When is client_secret validated?

[shawn-monadical]

For confidential clients, when and where is the client_secret validated? Is this something that's supposed to be done in the get_client implementation of the storage class? In the case where the client_secret is wrong, is it correct to return "None" in the implementation of get_client? It seems like this isn't implemented in the example provided in https://github.com/aliev/aioauth-fastapi/blob/master/aioauth_fastapi_demo/oauth2/storage.py#L206, is that a bug or am I misunderstanding the intention?

Thanks, Shawn

[aliev]

In some cases, client_secret is not required, and its value will be None in get_client (for example, for the authorization_code grant type).

In cases where it is required (for example, for the client_credentials grant type), this value will be presented. There is already a check for this in aioauth: https://github.com/aliev/aioauth/blob/master/aioauth/grant_type.py#L261.

You are correct that the second case is not considered in Storage.get_client. Since this is a demo project, such issues can exist.

[shawn-monadical]

In the case of an authorization_code grant, it's optional in the general case, but if the client has a secret assigned to them, then it becomes required, right? And in that case, it should be passed to get_client and I should return None if it's not correct, is that right? I.e. in those cases where the secret is required, the correct thing to do for a wrong secret is to return None from get_client?

[aliev]

Hi, @shawn-monadical.

According to the standard of authorization_code grant, the client_secret is neither required nor needs to be provided. Therefore, I would just ignore it and check whether client_id exists in the database.

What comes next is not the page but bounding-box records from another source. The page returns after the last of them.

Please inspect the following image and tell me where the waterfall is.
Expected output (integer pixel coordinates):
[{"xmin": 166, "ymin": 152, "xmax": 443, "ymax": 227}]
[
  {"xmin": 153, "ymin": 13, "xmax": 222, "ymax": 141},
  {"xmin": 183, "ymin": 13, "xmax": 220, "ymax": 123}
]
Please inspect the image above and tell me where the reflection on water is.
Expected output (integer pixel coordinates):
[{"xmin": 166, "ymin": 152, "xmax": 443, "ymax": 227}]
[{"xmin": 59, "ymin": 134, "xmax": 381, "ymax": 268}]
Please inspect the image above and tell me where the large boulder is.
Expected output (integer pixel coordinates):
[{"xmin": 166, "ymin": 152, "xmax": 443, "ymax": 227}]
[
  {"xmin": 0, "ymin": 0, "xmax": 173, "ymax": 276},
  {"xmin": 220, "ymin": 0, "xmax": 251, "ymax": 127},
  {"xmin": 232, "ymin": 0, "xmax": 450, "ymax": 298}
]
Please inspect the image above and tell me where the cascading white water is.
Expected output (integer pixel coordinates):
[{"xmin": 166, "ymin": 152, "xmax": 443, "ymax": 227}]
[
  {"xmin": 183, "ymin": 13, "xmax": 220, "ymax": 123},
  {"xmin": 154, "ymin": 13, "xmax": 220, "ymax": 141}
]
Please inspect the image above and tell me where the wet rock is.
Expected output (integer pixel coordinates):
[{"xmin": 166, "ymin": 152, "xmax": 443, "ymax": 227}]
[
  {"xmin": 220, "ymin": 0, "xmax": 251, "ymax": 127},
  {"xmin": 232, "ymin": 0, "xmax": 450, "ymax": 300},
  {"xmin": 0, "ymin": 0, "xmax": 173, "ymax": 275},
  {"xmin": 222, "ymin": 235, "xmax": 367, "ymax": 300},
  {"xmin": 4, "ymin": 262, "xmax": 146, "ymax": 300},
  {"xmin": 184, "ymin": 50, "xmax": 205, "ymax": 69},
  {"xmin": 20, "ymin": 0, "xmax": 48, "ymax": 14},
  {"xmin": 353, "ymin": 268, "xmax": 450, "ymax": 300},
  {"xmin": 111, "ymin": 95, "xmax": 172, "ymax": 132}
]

In other cases, where client_secret is required, but it was not provided, indeed, you can return None to get_client, what raises an exception here:

aioauth/aioauth/grant_type.py

Lines 66 to 69 in 56bb61c

	if not client:
	raise InvalidClientError[TRequest](
	request=request, description="Invalid client_id parameter value."
	)

[shawn-monadical]

For an authorization_code grant, a client_secret is required sometimes: It's not ever required on the authorization request, but it IS required on the token request IF the client has a secret assigned to it (making it a "confidential client"). However it's not necessary to assign client secrets to your clients for them to be able to use authorization_code grants, and if they don't have a secret assigned then they don't need to provide one. But if they do have one assigned, then they MUST use it in e.g. the token request.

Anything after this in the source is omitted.